Si irrigidì lievemente. — Ah. Da parte di chi?

— Mila Stone. Ti ha visto andar su, è diventata bianca come un lenzuolo e se n’è andata. Non capisco perché!

Si lasciò cadere lentamente su un divano dall’aria malconcia e la guardò fisso. — Ma sì che lo capisci — disse tra i denti.

— Si trova qui per un contratto di presentazione, lo sai. Deve fare una presentazione dell’opera e dell’autore all’inizio e nell’intervallo. — Giada gli sorrise con affettata gaiezza. — Cinque minuti fa ha chiamato e ha tentato di annullare la sua presentazione. Naturalmente non può permettersi uno scherzo del genere, almeno finché lavora per la Smithfield.

Giada ammiccò, gli dette un colpetto sul braccio e spinse verso di lui una copia non cifrata del copione e poi si avviò di nuovo verso la sala. Si chiese in fretta che cosa avesse Giada contro Mila: niente di serio probabilmente. Erano state entrambe attrici: Mila aveva avuto un contratto dalla Smithfield, Giada non ci era riuscita. Era sufficiente.

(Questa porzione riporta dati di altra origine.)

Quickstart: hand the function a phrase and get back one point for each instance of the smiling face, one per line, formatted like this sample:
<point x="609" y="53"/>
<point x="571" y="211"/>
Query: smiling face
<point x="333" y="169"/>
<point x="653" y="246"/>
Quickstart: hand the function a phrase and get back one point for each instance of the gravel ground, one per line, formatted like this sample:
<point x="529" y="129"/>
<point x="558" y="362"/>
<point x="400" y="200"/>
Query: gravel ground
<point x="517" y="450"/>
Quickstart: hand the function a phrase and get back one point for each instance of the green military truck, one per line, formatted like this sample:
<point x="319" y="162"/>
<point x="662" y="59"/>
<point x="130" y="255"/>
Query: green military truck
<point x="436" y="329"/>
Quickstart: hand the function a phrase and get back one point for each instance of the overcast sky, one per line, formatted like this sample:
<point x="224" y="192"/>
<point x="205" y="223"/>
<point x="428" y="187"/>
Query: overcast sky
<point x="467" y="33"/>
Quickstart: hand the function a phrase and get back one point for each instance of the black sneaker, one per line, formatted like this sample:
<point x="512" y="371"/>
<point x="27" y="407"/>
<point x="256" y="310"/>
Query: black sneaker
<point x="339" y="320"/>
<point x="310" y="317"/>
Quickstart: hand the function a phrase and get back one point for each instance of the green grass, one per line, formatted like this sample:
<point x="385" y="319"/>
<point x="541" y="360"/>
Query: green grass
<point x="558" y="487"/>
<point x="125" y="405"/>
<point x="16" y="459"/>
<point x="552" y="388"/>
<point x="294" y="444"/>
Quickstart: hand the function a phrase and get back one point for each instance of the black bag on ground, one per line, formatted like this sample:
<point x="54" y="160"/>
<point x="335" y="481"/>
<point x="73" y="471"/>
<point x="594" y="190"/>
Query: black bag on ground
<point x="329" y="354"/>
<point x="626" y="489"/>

Quando ebbe ripassato la scena seguente, la sua seconda entrata era ormai vicina, e si avviò di nuovo verso il palcoscenico.

Andò tutto liscio. Soltanto tre volte, nel corso del primo atto, si impuntò su qualche battuta non provata da dieci anni. Rick era pronto a suggerirgli, mentre il Maestro poteva compensare entro certi limiti le sue variazioni sul copione. Questa volta evitò di abbandonarsi al piacere della recitazione; e ora la strana sensazione di essere una cosa sola con lo schema meccanico non lo disturbò. Questa volta ricordò, ma alla prima pausa Ian Feria lo chiamò.